The diocesan report, titled “Progress Update on the Protection of Children: Higher Standards of Today’s Catholic Church,” promises that the diocese — which has been mum on the investigation — will release names of credibly accused clergy once the grand jury report is made public. The Supreme Court has ordered that an edited version will be released no later than Tuesday.
“We want the survivors to have the voice they deserve,” the Greensburg Diocese said in its report.

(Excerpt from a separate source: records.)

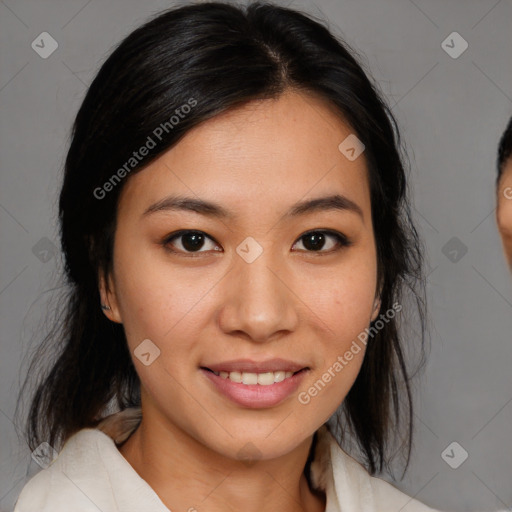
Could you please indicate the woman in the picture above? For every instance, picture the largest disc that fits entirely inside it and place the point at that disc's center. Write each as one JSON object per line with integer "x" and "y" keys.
{"x": 237, "y": 238}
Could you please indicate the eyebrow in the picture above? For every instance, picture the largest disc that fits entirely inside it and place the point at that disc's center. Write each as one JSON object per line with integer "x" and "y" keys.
{"x": 212, "y": 209}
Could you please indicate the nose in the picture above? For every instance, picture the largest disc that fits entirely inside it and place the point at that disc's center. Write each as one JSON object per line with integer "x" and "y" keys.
{"x": 259, "y": 303}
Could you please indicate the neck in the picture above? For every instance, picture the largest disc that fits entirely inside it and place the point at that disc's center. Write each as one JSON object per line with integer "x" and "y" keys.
{"x": 186, "y": 475}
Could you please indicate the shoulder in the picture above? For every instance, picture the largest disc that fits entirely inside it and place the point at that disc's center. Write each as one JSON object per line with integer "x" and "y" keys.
{"x": 64, "y": 485}
{"x": 350, "y": 484}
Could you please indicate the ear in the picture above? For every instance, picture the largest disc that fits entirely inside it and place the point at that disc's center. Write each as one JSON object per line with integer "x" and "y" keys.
{"x": 376, "y": 305}
{"x": 108, "y": 297}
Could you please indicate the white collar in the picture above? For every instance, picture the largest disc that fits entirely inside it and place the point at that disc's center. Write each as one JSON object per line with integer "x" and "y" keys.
{"x": 346, "y": 483}
{"x": 90, "y": 473}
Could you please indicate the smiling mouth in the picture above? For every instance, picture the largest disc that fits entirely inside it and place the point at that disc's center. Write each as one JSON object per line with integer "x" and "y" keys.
{"x": 252, "y": 378}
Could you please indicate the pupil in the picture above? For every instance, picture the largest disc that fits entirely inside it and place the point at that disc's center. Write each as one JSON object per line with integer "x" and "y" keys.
{"x": 317, "y": 240}
{"x": 192, "y": 241}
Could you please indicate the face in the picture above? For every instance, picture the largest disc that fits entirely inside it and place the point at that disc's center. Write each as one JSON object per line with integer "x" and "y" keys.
{"x": 265, "y": 281}
{"x": 504, "y": 210}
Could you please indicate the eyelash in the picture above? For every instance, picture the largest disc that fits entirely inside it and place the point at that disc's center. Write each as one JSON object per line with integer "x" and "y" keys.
{"x": 341, "y": 239}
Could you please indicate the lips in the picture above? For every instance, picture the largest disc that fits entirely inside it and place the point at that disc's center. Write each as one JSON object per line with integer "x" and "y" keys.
{"x": 249, "y": 366}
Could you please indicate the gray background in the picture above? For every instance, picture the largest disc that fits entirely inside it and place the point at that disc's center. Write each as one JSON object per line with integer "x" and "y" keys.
{"x": 451, "y": 111}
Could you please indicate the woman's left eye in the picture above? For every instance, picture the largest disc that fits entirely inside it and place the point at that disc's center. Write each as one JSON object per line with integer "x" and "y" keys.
{"x": 316, "y": 240}
{"x": 313, "y": 241}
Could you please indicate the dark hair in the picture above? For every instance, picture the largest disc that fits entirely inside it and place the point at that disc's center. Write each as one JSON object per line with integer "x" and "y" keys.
{"x": 504, "y": 149}
{"x": 219, "y": 56}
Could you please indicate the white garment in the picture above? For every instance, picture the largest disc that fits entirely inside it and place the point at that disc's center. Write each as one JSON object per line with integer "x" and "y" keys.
{"x": 91, "y": 475}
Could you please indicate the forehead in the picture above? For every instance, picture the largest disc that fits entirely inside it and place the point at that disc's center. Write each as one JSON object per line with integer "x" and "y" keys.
{"x": 268, "y": 152}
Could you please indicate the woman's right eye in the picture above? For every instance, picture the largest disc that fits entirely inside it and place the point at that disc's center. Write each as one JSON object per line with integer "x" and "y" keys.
{"x": 188, "y": 242}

It reiterated that church officials support the release of the grand jury report and said the diocese would have considered going public if the court process had caused further delays.
Greensburg’s announcement follows an identical announcement the Pittsburgh Diocese issued last week.
The dioceses of Erie and Harrisburg both have already released the names of credibly accused priests and other diocesan employees ahead of the grand jury report.
Sections of the grand jury report that have been made public ahead of its full release stated that the panel included the names of more than 300 “predator priests,” many dating back decades.
A report from the grand jury that took testimony from dozens of survivors of child sexual abuse was blocked in June after about two dozen clergymen named in it but not criminally charged filed petitions saying it violated their rights to due process and reputation.
The Pennsylvania Supreme Court agreed to issue an interim report no later than Aug. 14, with their names blacked out, pending a hearing on the issue next month.
The Greensburg diocese previously reported that it had paid $667,711 in settlements and counseling fees related to allegations since the founding of the diocese in 1951.
The new report charts the church’s adoption of increasingly strict standards in recent decades, details Bishop Edward C. Malesic’s quick response to two recent allegations and promises support for survivors who wish to come forward.
“We are sorry: a sincere and open apology to the survivors of child sexual abuse and to all those impacted by the grievous failures of the church,” the 17-page report opens.